Cover of "Bark" by Dr. Zazie ToddYou wrote about your coffee machine predicting treats for Pepper, and how he started out afraid of it—but now, he goes running to get his treat when the coffee machine starts grinding beans.

Exactly. You want them to see or hear the thing that they think is scary and think, “That’s wonderful, now I’m going to get a really nice treat for it.” So he does—he comes running from wherever he happens to be whenever he hears the coffee grinder. He’s straight there in the kitchen to get his treat.

Can giving dogs choices help them feel less afraid?

Choice is really important, because it helps dogs to feel more in control. It’s good for their mental health. There are so many times when we can’t give them a choice—we decide a lot of things for our dogs, and some of those are for good reasons, like safety. But we can give the dog a choice of whether or not to be petted. We can pet them for a bit, and then we can pause and do what’s called a “consent test” and wait to see what happens next. And if they lean into us and clearly want more petting, we pet them more. But if they don’t, they can walk off if they want to, and that’s fine. 

Another choice we can give them is whether or not to take part in a training session. We are going to use good treats to try to motivate them to take part, but maybe sometimes they need a short break. They’re training outside, they want to wander off and sniff something. That’s absolutely fine. And then giving them choices of toys to play with, or what activities they feel like doing. Or sometimes on a walk, letting them decide which way to go—so long as it’s safe—and following them. It will help them to be less stressed if they have choices in their lives.

If someone brings home a puppy, what can they do to give them the best chance at being happy and not worrying so much? 

You’ve got this wonderful window of opportunity called the sensitive period of socialization between three and about 12 to 14 weeks—and you want to give your puppy a wide range of positive experiences during that time. So give them choices, and pay attention to their body language. If they seem to be getting a bit stressed, be prepared to swoop in and help, and play with them or give treats to turn it into a positive experience. Don’t do things like pass the puppy to another person. Give the puppy a choice all the time, because choice will help them do what makes them feel okay in their circumstances. And a good puppy class is a really great way to get lots of socialization. A good puppy class would be one that includes carefully supervised play sessions with other puppies, in which someone is paying attention to make sure none of the puppies get bullied. But that will help them learn doggy social skills and to be good around other dogs as they get older.

A dog's worried-looking face pokes out from behind a couch.

What if you bring home an adult dog, and you’re not in that socialization window? What can you do to help them acclimate to their new routine and the stimuli they’ll encounter?

Have everything set up for them. Make sure you have a nice dog bed and so on, and lots of treats for them. Be aware that even if this is not a fearful dog, this is still a big change in the dog’s life—so it’s going to take them a while to learn that this is their home, and to realize that they like you, and that you’re a nice person, and that this is a place where they can feel safe.
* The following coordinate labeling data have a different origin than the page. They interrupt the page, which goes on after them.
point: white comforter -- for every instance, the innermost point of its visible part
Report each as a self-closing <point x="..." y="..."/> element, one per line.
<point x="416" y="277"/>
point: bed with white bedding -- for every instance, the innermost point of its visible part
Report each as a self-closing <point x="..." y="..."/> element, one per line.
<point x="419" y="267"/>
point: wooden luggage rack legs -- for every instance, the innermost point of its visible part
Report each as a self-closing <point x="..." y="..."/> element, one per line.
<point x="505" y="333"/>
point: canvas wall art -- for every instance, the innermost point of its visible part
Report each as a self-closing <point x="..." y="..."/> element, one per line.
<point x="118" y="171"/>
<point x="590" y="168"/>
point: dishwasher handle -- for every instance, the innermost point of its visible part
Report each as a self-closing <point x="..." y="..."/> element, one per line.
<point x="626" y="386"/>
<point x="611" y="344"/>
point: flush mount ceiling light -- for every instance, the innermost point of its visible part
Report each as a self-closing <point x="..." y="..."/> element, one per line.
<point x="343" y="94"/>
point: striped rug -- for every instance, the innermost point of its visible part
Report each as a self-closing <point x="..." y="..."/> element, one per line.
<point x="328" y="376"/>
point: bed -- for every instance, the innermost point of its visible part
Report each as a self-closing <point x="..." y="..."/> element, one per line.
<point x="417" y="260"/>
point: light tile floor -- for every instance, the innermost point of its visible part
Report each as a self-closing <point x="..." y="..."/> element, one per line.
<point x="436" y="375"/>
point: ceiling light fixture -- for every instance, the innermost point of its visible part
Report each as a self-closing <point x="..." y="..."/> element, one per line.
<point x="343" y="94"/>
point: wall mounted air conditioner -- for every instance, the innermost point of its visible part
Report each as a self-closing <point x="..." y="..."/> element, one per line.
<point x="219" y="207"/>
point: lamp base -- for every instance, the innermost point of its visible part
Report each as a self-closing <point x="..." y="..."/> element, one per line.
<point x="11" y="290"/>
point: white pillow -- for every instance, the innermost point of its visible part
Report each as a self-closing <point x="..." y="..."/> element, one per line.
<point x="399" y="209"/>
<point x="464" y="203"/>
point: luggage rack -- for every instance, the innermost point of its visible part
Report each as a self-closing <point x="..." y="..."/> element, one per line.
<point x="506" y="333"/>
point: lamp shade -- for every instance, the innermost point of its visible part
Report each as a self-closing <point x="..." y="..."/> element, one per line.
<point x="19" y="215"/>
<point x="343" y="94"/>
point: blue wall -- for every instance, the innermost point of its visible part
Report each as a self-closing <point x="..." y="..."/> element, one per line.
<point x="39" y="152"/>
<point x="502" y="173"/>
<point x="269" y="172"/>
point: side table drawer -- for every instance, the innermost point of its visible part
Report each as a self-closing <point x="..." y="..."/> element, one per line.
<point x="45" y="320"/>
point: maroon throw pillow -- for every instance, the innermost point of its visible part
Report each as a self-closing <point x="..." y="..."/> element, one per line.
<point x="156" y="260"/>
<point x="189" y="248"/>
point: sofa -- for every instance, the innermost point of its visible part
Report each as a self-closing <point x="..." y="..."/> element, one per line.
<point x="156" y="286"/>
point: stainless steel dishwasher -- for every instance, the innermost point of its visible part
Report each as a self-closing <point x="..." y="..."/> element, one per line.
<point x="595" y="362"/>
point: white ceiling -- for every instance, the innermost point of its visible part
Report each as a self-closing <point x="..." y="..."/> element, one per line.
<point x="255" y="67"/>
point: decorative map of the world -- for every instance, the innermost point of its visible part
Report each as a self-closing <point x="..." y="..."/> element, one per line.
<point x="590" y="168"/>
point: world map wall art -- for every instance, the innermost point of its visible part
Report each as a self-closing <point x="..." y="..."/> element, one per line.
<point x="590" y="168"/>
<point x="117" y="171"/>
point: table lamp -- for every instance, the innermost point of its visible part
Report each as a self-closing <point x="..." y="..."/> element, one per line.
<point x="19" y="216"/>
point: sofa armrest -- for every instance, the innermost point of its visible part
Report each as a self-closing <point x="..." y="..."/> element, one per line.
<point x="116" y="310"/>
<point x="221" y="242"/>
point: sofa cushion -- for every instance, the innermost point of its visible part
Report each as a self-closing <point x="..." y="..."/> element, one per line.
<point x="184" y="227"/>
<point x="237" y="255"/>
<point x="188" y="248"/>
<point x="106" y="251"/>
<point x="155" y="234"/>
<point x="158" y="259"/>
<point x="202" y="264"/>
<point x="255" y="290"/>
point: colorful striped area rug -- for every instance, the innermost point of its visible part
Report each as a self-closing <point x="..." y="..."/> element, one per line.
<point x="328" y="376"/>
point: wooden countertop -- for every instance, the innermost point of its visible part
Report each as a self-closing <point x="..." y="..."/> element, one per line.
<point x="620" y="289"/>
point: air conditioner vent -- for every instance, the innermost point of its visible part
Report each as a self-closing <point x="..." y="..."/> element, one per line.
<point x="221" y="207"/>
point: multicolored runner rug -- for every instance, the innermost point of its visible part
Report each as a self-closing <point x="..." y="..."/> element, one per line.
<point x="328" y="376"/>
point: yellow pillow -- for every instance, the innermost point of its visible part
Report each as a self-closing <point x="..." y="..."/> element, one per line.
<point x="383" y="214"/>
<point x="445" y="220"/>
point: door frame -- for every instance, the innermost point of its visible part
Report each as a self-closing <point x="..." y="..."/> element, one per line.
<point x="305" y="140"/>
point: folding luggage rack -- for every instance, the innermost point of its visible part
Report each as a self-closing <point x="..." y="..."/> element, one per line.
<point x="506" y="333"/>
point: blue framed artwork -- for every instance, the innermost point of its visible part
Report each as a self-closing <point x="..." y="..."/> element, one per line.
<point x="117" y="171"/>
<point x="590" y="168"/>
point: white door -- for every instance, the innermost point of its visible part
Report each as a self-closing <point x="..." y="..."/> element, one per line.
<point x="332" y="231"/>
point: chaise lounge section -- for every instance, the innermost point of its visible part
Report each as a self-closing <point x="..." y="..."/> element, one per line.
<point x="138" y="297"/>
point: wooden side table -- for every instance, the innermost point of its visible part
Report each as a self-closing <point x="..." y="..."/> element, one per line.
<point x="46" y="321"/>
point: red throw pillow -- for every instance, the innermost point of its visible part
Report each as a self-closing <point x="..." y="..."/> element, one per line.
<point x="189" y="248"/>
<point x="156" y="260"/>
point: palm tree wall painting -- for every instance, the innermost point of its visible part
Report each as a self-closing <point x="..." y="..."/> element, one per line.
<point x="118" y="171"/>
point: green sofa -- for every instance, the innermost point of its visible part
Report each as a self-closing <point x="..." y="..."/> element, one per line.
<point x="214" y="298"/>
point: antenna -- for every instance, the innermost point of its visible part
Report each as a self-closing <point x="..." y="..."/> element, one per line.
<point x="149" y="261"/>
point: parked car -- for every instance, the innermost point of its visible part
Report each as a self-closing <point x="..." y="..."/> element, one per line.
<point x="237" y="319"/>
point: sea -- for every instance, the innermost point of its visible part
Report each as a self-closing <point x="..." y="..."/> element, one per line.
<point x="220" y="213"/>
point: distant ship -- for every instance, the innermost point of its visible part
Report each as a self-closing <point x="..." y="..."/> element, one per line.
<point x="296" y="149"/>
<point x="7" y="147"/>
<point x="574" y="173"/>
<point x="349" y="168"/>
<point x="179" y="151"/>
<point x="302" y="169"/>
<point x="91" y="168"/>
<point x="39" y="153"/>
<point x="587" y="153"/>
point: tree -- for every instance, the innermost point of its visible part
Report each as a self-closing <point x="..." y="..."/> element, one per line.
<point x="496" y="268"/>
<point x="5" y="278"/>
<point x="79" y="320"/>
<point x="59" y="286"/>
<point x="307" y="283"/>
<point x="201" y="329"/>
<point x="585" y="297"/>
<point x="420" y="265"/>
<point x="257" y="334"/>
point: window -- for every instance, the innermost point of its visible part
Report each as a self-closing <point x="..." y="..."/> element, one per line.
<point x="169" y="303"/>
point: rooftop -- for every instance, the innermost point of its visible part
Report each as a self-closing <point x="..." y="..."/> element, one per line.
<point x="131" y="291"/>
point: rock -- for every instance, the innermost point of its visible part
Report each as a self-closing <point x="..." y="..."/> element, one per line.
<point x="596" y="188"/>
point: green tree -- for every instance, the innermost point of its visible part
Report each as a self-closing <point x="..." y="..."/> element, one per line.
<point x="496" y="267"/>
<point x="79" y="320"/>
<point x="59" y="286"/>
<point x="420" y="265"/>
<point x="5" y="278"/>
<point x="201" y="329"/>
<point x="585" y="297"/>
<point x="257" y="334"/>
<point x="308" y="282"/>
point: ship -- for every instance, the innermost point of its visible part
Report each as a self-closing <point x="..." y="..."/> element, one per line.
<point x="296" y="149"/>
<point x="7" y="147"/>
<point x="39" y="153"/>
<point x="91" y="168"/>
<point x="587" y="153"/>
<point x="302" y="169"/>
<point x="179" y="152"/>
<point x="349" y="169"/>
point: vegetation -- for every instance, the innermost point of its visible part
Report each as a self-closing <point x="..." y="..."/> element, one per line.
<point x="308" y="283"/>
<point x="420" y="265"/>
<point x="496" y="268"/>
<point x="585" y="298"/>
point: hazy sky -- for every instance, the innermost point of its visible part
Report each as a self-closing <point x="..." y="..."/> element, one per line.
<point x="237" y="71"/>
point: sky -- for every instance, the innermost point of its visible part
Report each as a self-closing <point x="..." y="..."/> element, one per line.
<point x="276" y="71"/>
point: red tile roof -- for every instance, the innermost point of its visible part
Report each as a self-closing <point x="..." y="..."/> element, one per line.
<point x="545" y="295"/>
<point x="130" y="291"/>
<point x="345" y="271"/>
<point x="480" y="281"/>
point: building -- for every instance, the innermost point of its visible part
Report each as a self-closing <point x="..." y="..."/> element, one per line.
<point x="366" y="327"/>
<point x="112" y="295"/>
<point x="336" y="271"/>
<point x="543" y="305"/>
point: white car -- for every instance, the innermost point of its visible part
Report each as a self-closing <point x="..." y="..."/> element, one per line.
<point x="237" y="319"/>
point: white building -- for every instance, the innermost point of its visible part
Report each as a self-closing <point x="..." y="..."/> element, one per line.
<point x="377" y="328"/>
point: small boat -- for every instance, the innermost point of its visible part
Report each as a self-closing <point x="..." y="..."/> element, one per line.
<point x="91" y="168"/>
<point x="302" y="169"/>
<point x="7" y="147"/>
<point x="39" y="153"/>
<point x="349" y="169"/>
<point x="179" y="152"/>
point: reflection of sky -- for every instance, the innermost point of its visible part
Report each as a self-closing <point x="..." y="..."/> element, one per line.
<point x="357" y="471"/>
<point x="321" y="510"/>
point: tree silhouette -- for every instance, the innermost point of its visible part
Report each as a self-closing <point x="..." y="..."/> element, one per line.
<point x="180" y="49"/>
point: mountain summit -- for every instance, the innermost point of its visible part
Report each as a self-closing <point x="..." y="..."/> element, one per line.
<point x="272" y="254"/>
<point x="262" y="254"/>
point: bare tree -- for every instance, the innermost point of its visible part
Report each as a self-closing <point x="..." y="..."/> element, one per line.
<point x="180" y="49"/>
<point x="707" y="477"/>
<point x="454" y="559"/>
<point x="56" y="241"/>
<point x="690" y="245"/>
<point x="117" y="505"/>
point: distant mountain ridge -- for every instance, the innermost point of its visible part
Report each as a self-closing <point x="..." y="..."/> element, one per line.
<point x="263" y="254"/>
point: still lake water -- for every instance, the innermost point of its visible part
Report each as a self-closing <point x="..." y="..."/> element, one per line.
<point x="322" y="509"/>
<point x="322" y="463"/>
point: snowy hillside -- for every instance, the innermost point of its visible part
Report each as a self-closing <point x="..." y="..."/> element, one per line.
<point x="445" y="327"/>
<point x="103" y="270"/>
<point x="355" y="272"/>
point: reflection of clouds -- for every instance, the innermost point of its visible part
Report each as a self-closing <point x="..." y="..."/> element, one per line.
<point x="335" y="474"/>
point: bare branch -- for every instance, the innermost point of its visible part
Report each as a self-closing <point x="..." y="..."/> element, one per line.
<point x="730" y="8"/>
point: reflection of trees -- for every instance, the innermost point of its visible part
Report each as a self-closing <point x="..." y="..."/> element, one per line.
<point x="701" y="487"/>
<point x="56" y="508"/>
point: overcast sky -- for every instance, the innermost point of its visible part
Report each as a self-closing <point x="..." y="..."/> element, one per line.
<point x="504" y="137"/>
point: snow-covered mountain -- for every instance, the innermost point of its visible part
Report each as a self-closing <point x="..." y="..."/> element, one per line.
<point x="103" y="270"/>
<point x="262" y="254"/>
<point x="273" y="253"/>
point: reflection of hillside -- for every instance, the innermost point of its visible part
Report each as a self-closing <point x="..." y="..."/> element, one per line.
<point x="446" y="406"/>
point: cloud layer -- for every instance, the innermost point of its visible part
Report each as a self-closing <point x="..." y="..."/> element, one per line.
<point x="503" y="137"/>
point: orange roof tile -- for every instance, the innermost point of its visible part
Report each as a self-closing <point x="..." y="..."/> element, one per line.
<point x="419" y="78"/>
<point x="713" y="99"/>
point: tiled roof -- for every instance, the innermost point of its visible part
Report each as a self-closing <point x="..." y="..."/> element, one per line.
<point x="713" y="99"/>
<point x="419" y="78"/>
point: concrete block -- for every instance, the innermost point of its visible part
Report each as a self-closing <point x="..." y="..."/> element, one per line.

Don’t invite all of your family and friends around to meet them in the beginning. Try and keep things how they will be normally, but on the easier end of that. And have a routine where the walks and mealtimes happen at the same time everyday—so your dog knows when to expect them. And also be aware that first times are the most important ones. So try to make sure that things go well, and make things be positive experiences at the beginning. And give them some time to settle in, because it can take some time for a dog to feel at home—as with Pepper barking at the telly. That was a long time already living with us when that happened, and you would have thought he was settled in a long time beforehand—except that showed that he wasn’t fully settled in, because he didn’t feel comfortable enough to bark. It takes longer than you think. Give them that time.